Der Siegeszug des Fußballs in Deutschland war nach 1954 unaufhaltsam, auch wenn die beiden weiteren deutschen Weltmeisterschaftstitel 1974 und 1990 bei weitem nicht die mythische Qualität des ersten erreichten. Dennoch hat sich die gemeinschaftsstiftende Funktion eher noch verstärkt, zumal es kaum noch Vorbehalte aus den Reihen des Bildungsbürgertums gibt und bürgerliche Zeitungen sogar im Feuilleton über Fußball berichten. Auch die immer stärkere Internationalisierung des Profifußballs und das damit verbundene gigantische finanzielle Volumen haben bislang nichts daran ändern können, daß sich massenhaftes Nationalbewußtsein in Deutschland wenn überhaupt, dann im Fußballstadion äußert; das umso mehr, seit 2006 „die Welt zu Gast bei Freunden“ gewesen ist und Deutschland sich als freundlicher und vor allem harmloser Gastgeber eines Weltmeisterschaftsturniers präsentieren durfte.

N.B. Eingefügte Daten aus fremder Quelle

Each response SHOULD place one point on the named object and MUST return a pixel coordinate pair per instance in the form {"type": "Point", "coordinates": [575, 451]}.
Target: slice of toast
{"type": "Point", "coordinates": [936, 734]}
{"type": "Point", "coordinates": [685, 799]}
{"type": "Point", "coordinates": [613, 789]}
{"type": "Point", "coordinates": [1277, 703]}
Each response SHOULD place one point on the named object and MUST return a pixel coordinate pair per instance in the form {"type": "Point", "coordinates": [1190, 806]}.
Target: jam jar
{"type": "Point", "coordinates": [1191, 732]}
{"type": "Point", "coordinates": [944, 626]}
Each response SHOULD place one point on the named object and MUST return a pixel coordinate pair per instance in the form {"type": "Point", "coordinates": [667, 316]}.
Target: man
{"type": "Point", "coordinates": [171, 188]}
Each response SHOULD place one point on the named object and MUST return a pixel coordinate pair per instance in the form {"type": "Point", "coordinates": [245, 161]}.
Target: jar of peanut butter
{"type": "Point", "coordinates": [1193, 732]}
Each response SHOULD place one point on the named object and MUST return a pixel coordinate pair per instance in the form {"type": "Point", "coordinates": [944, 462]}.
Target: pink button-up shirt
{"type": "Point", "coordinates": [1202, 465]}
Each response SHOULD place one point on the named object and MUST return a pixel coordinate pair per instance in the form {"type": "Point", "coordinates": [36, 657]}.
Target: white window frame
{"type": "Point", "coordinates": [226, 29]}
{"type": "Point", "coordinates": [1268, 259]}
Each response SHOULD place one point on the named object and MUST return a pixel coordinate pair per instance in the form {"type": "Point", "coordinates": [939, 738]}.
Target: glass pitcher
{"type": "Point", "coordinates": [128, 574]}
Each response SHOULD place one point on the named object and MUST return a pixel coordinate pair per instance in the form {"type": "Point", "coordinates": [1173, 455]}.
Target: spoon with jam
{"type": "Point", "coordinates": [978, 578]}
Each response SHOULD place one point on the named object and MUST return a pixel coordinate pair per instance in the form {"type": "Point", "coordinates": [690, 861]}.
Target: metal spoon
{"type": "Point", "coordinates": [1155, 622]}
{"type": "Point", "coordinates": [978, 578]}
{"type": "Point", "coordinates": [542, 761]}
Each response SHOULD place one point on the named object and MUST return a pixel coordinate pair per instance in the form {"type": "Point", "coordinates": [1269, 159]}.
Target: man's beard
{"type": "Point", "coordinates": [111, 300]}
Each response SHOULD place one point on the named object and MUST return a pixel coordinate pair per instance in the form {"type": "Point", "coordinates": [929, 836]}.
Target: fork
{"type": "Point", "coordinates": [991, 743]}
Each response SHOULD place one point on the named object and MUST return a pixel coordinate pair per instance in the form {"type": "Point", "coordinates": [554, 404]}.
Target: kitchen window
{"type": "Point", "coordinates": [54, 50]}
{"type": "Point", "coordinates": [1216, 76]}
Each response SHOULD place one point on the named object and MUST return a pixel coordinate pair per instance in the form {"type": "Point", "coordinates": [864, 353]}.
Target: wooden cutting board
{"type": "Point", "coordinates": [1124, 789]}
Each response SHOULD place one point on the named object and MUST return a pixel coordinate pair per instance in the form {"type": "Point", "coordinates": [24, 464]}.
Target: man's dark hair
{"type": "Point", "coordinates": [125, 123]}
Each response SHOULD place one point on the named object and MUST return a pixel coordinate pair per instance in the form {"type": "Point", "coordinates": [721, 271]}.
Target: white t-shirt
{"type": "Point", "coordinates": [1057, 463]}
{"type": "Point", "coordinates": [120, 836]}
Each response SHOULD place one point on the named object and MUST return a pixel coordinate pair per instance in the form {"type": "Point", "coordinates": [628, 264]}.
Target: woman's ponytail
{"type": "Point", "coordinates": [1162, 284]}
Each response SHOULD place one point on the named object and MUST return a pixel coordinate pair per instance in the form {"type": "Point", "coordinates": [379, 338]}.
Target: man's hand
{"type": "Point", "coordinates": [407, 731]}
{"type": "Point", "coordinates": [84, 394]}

Das Wunder von Bern 1954 erweist sich bei genauerem Hinsehen daher auch weniger als gesamtnationaler Mythos, sondern als Gründungsmythos der Bundesrepublik im genauen Sinn. Es ist ein Symbol des Zusammenhalts und der Zukunftshoffnung in einem vom Krieg gezeichneten, am Boden liegenden, von der Geschichte widerlegten Land. Aber die hier beschworene Zukunftshoffnung war eigentlich keine deutsche mehr, die Haltung des „Wir sind wieder wer“ galt im Grunde nur dem wirtschaftlichen Potential der BRD, und obwohl noch jahrzehntelang die „deutsche Spielweise“ in der Welt eher gefürchtet als geachtet war, so äußerte sich 1954 in Bern doch weniger der Selbstbehauptungswille der Deutschen als Nation als vielmehr der Wunsch nach Anpassung an den Westen: danach, genau so zu sein wie die Vertreter der „Zivilisation“ (Thomas Mann), gegen die man 1914 noch im Namen der deutschen Kultur angetreten war.